Possibly this marks my age, but I recall roughly when, seemingly overnight, virtually all of the the soap in my house (which was to say my parents' house) went from being regular bar soap to being pump-canisters of liquid soap, in the kitchen, on the bathroom counters, in the laundry room, in the showers -- softsoap is, after all, not simply 'soft,' in the sense of soap left too long in the dish which has become a pile of unpleasant mush. It does not-so-much good to have it in a dish or a bowl, where it might dry out and develop an unsettling film across the top. No, friend, a canister has to be deployed, or in short order thereafter, a plastic container. The Navajo, amongst their cultural relics, had an ancient recipe for making a soft soap all their own, from boiled yucca root and the juice of the prickly pear and such, but knowing how to make it wasn't of much use to peoples for whom carrying rolled up bunches of roots was more convenient by far than making water tight receptacles for porting nondigestable liquids.

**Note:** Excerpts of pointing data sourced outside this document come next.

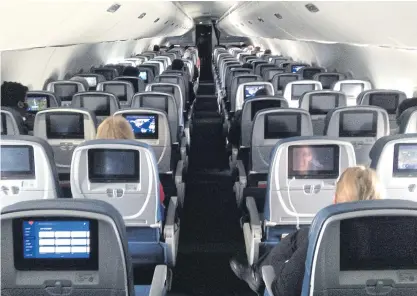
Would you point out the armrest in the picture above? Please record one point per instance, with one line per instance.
(268, 275)
(159, 281)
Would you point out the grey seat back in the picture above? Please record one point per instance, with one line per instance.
(27, 170)
(138, 84)
(101, 104)
(327, 79)
(11, 122)
(151, 126)
(394, 159)
(95, 261)
(269, 127)
(360, 125)
(65, 89)
(123, 90)
(253, 106)
(304, 169)
(356, 244)
(123, 173)
(175, 91)
(64, 129)
(160, 101)
(386, 99)
(319, 103)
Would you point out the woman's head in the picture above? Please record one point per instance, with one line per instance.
(358, 183)
(115, 127)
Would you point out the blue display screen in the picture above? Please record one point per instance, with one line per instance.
(56, 239)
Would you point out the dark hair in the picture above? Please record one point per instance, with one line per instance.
(177, 64)
(406, 104)
(131, 71)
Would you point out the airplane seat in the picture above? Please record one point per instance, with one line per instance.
(360, 125)
(294, 90)
(352, 89)
(101, 104)
(296, 191)
(319, 103)
(357, 246)
(65, 89)
(77, 266)
(123, 90)
(408, 120)
(124, 173)
(137, 82)
(64, 129)
(308, 73)
(11, 122)
(175, 91)
(269, 126)
(27, 170)
(280, 81)
(386, 99)
(394, 158)
(171, 165)
(328, 79)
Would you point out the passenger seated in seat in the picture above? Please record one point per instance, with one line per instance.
(288, 257)
(235, 127)
(179, 66)
(116, 127)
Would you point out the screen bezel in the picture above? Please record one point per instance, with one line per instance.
(95, 178)
(154, 136)
(402, 173)
(25, 264)
(52, 136)
(346, 134)
(40, 96)
(333, 174)
(273, 136)
(21, 175)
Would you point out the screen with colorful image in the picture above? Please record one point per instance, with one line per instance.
(405, 160)
(144, 126)
(35, 104)
(250, 90)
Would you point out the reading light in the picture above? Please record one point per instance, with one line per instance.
(113, 8)
(312, 8)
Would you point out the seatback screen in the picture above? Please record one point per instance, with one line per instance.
(299, 89)
(358, 124)
(352, 89)
(119, 90)
(17, 162)
(55, 243)
(36, 103)
(144, 126)
(284, 125)
(405, 160)
(65, 91)
(327, 81)
(257, 106)
(284, 80)
(375, 243)
(155, 102)
(387, 101)
(113, 166)
(313, 162)
(97, 104)
(321, 104)
(65, 126)
(250, 90)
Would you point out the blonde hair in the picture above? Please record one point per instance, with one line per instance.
(358, 183)
(115, 127)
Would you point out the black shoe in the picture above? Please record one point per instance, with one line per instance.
(248, 274)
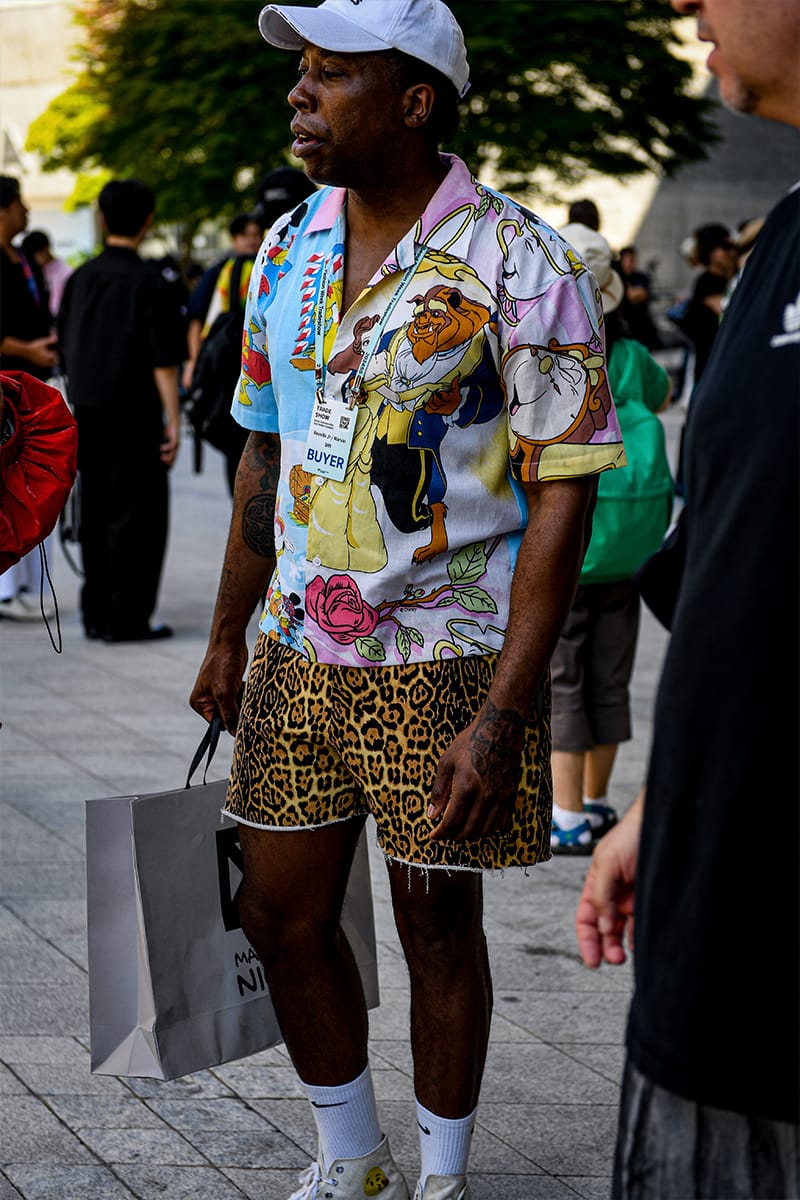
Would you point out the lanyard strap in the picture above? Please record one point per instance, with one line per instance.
(374, 336)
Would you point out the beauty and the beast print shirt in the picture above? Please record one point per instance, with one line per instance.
(488, 372)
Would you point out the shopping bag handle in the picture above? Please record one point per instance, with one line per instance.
(208, 747)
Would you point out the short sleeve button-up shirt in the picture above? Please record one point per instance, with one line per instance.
(489, 372)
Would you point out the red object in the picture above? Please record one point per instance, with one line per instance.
(37, 463)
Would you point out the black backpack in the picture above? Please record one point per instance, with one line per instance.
(215, 376)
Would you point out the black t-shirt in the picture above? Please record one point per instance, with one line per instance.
(716, 1012)
(24, 312)
(116, 323)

I remember the birth of the soft soap era distinctly because there was a point shortly after when my grandmother, bless her dear heart, had reason to wash my mouth out with soap -- I must have uttered some mild oath, as I didn't also get the (buckle-free) end of the belt for it -- and she went looking for a bar of it and could not find one. So she washed my mouth out with liquid soap, which was (in my none-too shy experience) an utterly more noxious taste. Naturally, I immediately protested that I'd been poisoned by it, and she started fretting as though I just might have. And, come to think of it, that was the last time I ever got my mouth washed out with soap. I think after that I probably wised up enough to avoid paying such a penalty. Either that or I simply went full-out and merited the belt.